The Detection of Black Ice Accidents Using CNNs
As automated vehicles become more popular it is critical for these cars to be tested on every realistic driving scenario. Since AVs aim to improve safety on the road they must be able to handle all kinds of road conditions. One way an AV can prevent an accident is going from a passive safety system to an active safety system once a risk is identified.
Every country has their own challenges and in Canada for example, AVs need to understand how to drive in the winter. However, not enough testing and training has been done to mitigate winter risks. Black ice is one of the leading causes of accidents in the winter and is very challenging to see since it is a thin, transparent layer of ice. Because of this, focus needs to be placed on AVs identifying black ice.
In the past other methods of detecting black ice included using:
Electric current sensors imbedded in concrete
Change of electrical current resistance between stainless steel columns inside the concrete based on how what is on top of the road
Used 3 different soundwaves
Road conditions detected through reflectance of the waves
To be used for basic data in the development of road condition detectors
Different road conditions have unique light reflection
Specular and diffuse reflections
Types of ice were classified based on thickness and volume
Other road conditions could be determined through reflection as well
Transportation in general has been using artificial intelligence for many different purposes.

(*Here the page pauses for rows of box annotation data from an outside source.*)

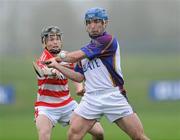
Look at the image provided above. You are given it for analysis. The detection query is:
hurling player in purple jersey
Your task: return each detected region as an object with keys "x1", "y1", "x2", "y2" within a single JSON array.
[{"x1": 46, "y1": 7, "x2": 149, "y2": 140}]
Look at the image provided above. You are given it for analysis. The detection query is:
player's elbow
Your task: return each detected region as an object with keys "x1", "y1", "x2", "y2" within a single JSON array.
[{"x1": 74, "y1": 74, "x2": 84, "y2": 83}]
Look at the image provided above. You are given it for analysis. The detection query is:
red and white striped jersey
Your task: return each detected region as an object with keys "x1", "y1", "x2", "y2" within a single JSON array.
[{"x1": 35, "y1": 49, "x2": 73, "y2": 107}]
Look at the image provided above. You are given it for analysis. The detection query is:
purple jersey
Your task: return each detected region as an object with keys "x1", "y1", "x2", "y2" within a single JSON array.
[{"x1": 75, "y1": 32, "x2": 124, "y2": 92}]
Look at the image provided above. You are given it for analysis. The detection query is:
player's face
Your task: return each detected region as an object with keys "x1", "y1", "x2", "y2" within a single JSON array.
[
  {"x1": 46, "y1": 35, "x2": 62, "y2": 53},
  {"x1": 86, "y1": 19, "x2": 107, "y2": 36}
]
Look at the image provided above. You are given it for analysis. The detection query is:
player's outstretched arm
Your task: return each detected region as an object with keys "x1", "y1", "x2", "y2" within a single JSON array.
[
  {"x1": 56, "y1": 50, "x2": 86, "y2": 63},
  {"x1": 44, "y1": 58, "x2": 84, "y2": 82}
]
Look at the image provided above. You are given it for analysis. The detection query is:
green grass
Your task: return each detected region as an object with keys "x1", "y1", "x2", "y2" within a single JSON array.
[{"x1": 0, "y1": 54, "x2": 180, "y2": 140}]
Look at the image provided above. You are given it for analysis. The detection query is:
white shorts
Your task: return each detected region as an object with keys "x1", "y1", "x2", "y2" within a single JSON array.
[
  {"x1": 74, "y1": 87, "x2": 133, "y2": 122},
  {"x1": 35, "y1": 100, "x2": 78, "y2": 126}
]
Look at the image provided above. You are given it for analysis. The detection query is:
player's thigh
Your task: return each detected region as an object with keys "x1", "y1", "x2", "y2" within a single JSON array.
[
  {"x1": 69, "y1": 112, "x2": 96, "y2": 135},
  {"x1": 36, "y1": 114, "x2": 53, "y2": 132},
  {"x1": 115, "y1": 113, "x2": 143, "y2": 136}
]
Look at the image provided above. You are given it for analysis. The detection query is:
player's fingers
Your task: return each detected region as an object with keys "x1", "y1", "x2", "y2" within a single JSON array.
[{"x1": 55, "y1": 57, "x2": 62, "y2": 63}]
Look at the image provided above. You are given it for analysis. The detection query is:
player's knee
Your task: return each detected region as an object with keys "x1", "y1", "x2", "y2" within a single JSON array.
[
  {"x1": 132, "y1": 132, "x2": 149, "y2": 140},
  {"x1": 68, "y1": 127, "x2": 83, "y2": 140},
  {"x1": 94, "y1": 129, "x2": 104, "y2": 140}
]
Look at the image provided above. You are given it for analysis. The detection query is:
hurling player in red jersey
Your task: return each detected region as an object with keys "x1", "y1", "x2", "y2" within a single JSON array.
[{"x1": 34, "y1": 26, "x2": 104, "y2": 140}]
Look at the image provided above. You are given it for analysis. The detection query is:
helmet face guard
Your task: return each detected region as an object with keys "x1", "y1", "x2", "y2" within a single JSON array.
[
  {"x1": 41, "y1": 26, "x2": 62, "y2": 54},
  {"x1": 85, "y1": 7, "x2": 108, "y2": 21},
  {"x1": 41, "y1": 26, "x2": 62, "y2": 43}
]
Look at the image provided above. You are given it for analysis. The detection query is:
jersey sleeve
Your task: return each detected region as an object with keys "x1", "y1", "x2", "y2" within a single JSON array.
[
  {"x1": 81, "y1": 34, "x2": 117, "y2": 60},
  {"x1": 74, "y1": 62, "x2": 84, "y2": 75}
]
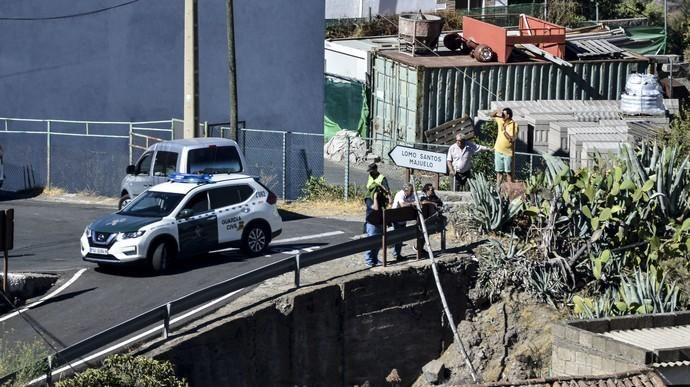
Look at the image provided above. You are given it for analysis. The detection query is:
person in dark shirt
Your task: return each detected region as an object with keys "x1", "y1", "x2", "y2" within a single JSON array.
[
  {"x1": 419, "y1": 183, "x2": 443, "y2": 211},
  {"x1": 364, "y1": 190, "x2": 386, "y2": 267}
]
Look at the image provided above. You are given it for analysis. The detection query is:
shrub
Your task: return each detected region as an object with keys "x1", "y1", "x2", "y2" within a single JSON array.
[
  {"x1": 56, "y1": 355, "x2": 189, "y2": 387},
  {"x1": 300, "y1": 176, "x2": 365, "y2": 200},
  {"x1": 0, "y1": 340, "x2": 48, "y2": 386}
]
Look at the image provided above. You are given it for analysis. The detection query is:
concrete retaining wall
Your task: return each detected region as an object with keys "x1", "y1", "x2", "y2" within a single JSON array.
[
  {"x1": 551, "y1": 323, "x2": 648, "y2": 376},
  {"x1": 147, "y1": 263, "x2": 467, "y2": 386}
]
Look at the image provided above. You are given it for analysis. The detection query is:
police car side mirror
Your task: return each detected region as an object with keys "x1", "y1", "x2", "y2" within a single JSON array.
[{"x1": 177, "y1": 208, "x2": 194, "y2": 218}]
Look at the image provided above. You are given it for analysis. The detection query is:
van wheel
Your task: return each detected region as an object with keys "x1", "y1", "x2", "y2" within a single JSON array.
[
  {"x1": 240, "y1": 223, "x2": 271, "y2": 255},
  {"x1": 149, "y1": 242, "x2": 170, "y2": 273},
  {"x1": 117, "y1": 194, "x2": 132, "y2": 210}
]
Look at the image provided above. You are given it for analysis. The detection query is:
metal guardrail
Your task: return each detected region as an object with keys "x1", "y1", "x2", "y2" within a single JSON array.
[{"x1": 0, "y1": 222, "x2": 443, "y2": 385}]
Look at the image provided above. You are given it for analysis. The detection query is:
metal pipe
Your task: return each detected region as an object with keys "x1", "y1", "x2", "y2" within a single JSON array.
[
  {"x1": 344, "y1": 136, "x2": 350, "y2": 201},
  {"x1": 662, "y1": 0, "x2": 668, "y2": 54},
  {"x1": 163, "y1": 302, "x2": 171, "y2": 339},
  {"x1": 295, "y1": 253, "x2": 300, "y2": 288},
  {"x1": 283, "y1": 132, "x2": 287, "y2": 200},
  {"x1": 412, "y1": 176, "x2": 479, "y2": 383},
  {"x1": 45, "y1": 120, "x2": 50, "y2": 188},
  {"x1": 129, "y1": 122, "x2": 134, "y2": 165}
]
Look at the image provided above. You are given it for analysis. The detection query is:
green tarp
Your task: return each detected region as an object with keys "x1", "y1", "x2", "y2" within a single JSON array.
[
  {"x1": 323, "y1": 75, "x2": 369, "y2": 141},
  {"x1": 616, "y1": 26, "x2": 666, "y2": 55}
]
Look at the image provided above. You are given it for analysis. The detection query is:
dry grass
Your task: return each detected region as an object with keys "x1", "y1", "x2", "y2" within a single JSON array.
[
  {"x1": 41, "y1": 187, "x2": 65, "y2": 196},
  {"x1": 278, "y1": 200, "x2": 364, "y2": 219}
]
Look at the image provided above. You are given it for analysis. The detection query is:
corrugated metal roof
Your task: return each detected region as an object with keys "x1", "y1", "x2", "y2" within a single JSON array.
[
  {"x1": 603, "y1": 325, "x2": 690, "y2": 352},
  {"x1": 652, "y1": 360, "x2": 690, "y2": 368},
  {"x1": 565, "y1": 39, "x2": 625, "y2": 59},
  {"x1": 456, "y1": 369, "x2": 666, "y2": 387}
]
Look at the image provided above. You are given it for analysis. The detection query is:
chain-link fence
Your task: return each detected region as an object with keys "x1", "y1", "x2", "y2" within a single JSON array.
[{"x1": 0, "y1": 118, "x2": 173, "y2": 195}]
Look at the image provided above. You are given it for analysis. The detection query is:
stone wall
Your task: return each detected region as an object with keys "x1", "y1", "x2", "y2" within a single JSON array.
[
  {"x1": 146, "y1": 263, "x2": 467, "y2": 386},
  {"x1": 551, "y1": 322, "x2": 647, "y2": 376},
  {"x1": 551, "y1": 312, "x2": 690, "y2": 376}
]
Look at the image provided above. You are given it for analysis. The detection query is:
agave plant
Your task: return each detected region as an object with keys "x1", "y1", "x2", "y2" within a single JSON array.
[
  {"x1": 476, "y1": 235, "x2": 532, "y2": 300},
  {"x1": 469, "y1": 173, "x2": 524, "y2": 232},
  {"x1": 616, "y1": 269, "x2": 679, "y2": 314},
  {"x1": 621, "y1": 143, "x2": 690, "y2": 218},
  {"x1": 573, "y1": 289, "x2": 620, "y2": 319}
]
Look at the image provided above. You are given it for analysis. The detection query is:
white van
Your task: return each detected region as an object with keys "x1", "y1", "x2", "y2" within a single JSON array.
[{"x1": 118, "y1": 137, "x2": 246, "y2": 209}]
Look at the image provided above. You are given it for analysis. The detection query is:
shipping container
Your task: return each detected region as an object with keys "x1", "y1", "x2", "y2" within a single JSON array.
[{"x1": 371, "y1": 50, "x2": 649, "y2": 146}]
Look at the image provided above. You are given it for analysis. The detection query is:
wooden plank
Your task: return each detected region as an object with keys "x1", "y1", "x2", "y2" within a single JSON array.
[{"x1": 424, "y1": 116, "x2": 474, "y2": 145}]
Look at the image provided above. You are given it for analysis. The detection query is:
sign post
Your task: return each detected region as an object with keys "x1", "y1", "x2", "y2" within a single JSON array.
[
  {"x1": 388, "y1": 145, "x2": 448, "y2": 175},
  {"x1": 0, "y1": 208, "x2": 14, "y2": 293}
]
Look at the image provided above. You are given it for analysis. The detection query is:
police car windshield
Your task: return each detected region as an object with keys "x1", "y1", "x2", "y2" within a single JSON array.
[{"x1": 120, "y1": 191, "x2": 184, "y2": 218}]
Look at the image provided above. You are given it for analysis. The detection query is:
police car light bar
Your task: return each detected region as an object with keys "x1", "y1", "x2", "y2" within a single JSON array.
[{"x1": 168, "y1": 173, "x2": 212, "y2": 184}]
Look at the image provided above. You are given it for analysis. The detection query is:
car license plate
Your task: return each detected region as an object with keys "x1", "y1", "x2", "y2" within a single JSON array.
[{"x1": 89, "y1": 247, "x2": 108, "y2": 255}]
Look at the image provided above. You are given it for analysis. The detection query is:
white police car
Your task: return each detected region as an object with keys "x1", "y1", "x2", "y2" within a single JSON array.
[{"x1": 81, "y1": 174, "x2": 282, "y2": 272}]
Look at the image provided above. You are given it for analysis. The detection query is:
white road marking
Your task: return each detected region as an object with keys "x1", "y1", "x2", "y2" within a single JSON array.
[
  {"x1": 272, "y1": 231, "x2": 345, "y2": 244},
  {"x1": 209, "y1": 231, "x2": 345, "y2": 257},
  {"x1": 0, "y1": 268, "x2": 86, "y2": 322},
  {"x1": 29, "y1": 289, "x2": 242, "y2": 384}
]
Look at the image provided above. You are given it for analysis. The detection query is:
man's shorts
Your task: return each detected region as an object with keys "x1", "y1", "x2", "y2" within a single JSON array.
[{"x1": 494, "y1": 152, "x2": 513, "y2": 173}]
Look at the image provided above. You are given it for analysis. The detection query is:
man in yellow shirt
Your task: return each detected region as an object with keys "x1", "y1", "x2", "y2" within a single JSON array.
[{"x1": 491, "y1": 108, "x2": 518, "y2": 187}]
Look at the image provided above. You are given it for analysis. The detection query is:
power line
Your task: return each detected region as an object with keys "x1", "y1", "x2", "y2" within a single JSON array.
[{"x1": 0, "y1": 0, "x2": 139, "y2": 21}]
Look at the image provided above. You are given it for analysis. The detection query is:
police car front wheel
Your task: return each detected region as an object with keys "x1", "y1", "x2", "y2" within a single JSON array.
[
  {"x1": 242, "y1": 223, "x2": 271, "y2": 255},
  {"x1": 150, "y1": 242, "x2": 171, "y2": 273}
]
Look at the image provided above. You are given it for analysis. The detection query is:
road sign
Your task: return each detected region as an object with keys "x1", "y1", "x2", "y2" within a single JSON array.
[{"x1": 388, "y1": 145, "x2": 448, "y2": 174}]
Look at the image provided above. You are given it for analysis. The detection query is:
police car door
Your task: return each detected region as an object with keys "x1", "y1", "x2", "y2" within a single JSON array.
[
  {"x1": 210, "y1": 183, "x2": 254, "y2": 244},
  {"x1": 128, "y1": 152, "x2": 153, "y2": 197},
  {"x1": 177, "y1": 190, "x2": 218, "y2": 255},
  {"x1": 151, "y1": 150, "x2": 177, "y2": 185}
]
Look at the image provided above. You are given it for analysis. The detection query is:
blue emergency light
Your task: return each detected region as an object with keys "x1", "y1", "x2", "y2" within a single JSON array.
[{"x1": 168, "y1": 172, "x2": 212, "y2": 184}]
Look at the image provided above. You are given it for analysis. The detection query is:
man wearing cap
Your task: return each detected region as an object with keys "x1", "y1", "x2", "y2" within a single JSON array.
[
  {"x1": 364, "y1": 163, "x2": 391, "y2": 209},
  {"x1": 364, "y1": 163, "x2": 390, "y2": 267},
  {"x1": 447, "y1": 133, "x2": 493, "y2": 191},
  {"x1": 491, "y1": 108, "x2": 518, "y2": 187}
]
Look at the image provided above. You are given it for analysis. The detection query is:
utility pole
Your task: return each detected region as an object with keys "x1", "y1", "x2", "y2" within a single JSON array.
[
  {"x1": 227, "y1": 0, "x2": 239, "y2": 140},
  {"x1": 184, "y1": 0, "x2": 201, "y2": 138}
]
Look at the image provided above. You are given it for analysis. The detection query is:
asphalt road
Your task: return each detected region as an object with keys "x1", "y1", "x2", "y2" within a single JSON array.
[{"x1": 0, "y1": 200, "x2": 362, "y2": 356}]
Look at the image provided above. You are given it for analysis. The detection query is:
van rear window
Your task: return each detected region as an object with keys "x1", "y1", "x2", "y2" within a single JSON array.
[{"x1": 187, "y1": 146, "x2": 242, "y2": 174}]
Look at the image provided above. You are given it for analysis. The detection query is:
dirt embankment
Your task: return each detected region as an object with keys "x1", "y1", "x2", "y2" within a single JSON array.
[{"x1": 414, "y1": 291, "x2": 564, "y2": 387}]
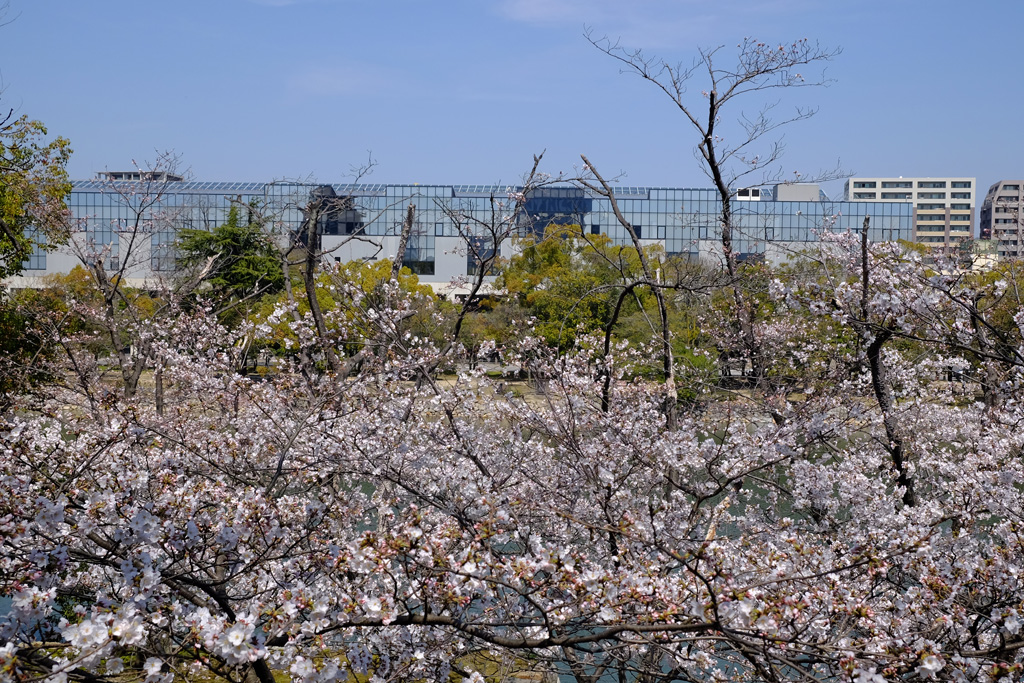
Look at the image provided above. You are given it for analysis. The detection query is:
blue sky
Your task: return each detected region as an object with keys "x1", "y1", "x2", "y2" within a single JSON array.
[{"x1": 0, "y1": 0, "x2": 1024, "y2": 196}]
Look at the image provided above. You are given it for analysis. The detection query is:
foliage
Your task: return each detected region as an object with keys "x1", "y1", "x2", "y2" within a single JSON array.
[
  {"x1": 6, "y1": 229, "x2": 1024, "y2": 683},
  {"x1": 0, "y1": 114, "x2": 71, "y2": 279},
  {"x1": 177, "y1": 205, "x2": 285, "y2": 301},
  {"x1": 496, "y1": 223, "x2": 650, "y2": 349}
]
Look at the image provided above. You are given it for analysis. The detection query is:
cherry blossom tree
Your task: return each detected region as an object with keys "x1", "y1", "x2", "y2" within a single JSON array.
[{"x1": 6, "y1": 220, "x2": 1024, "y2": 682}]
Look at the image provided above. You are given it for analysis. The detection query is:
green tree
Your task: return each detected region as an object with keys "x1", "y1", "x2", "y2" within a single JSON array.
[
  {"x1": 496, "y1": 224, "x2": 649, "y2": 349},
  {"x1": 0, "y1": 112, "x2": 71, "y2": 278},
  {"x1": 177, "y1": 201, "x2": 285, "y2": 301}
]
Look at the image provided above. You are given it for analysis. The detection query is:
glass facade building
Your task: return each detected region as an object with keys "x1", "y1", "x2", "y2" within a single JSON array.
[{"x1": 14, "y1": 177, "x2": 913, "y2": 285}]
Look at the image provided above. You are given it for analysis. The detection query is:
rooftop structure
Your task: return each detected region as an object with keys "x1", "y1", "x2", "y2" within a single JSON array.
[{"x1": 13, "y1": 174, "x2": 913, "y2": 289}]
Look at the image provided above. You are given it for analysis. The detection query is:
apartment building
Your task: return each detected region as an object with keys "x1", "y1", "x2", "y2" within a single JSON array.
[
  {"x1": 845, "y1": 176, "x2": 977, "y2": 251},
  {"x1": 978, "y1": 180, "x2": 1024, "y2": 258},
  {"x1": 9, "y1": 173, "x2": 912, "y2": 290}
]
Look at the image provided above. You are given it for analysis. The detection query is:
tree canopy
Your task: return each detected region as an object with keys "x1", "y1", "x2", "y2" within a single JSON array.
[{"x1": 0, "y1": 113, "x2": 71, "y2": 278}]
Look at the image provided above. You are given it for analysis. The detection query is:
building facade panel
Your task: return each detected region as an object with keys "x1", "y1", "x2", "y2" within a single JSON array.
[
  {"x1": 844, "y1": 177, "x2": 977, "y2": 252},
  {"x1": 12, "y1": 178, "x2": 914, "y2": 288}
]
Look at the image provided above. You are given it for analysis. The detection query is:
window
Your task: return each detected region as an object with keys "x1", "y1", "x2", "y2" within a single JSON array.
[
  {"x1": 401, "y1": 233, "x2": 434, "y2": 275},
  {"x1": 150, "y1": 230, "x2": 177, "y2": 271},
  {"x1": 466, "y1": 238, "x2": 495, "y2": 275}
]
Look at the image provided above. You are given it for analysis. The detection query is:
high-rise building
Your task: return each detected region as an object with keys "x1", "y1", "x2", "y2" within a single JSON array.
[
  {"x1": 11, "y1": 173, "x2": 912, "y2": 290},
  {"x1": 978, "y1": 180, "x2": 1024, "y2": 258},
  {"x1": 845, "y1": 176, "x2": 977, "y2": 251}
]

Vehicle and pedestrian detection has been using various forms of convolutional neural networks like AlexNet, YOLO, R-CNN, Faster R-CNN, etc. Some models had better performance whereas others had a faster processing time but overall great success has been achieved.
In addition, the identification of traffic signs has had studies using similar CNN structures. These algorithms are able to process high-definition images quickly and recognize the boundary of the traffic sign allowing for quick processing.
Lastly, the detection of cracks in the road used CNN algorithms to identify the existence of a crack and classifying the it’s length with a maximum misclassification of 1cm.
Significant progress has been made for transportation but there is a lack of training on winter roads and black ice specifically. Since CNN has great success with quickly identifying objects of interest in images, using CNN for black ice detection and accident prevention is a natural extension.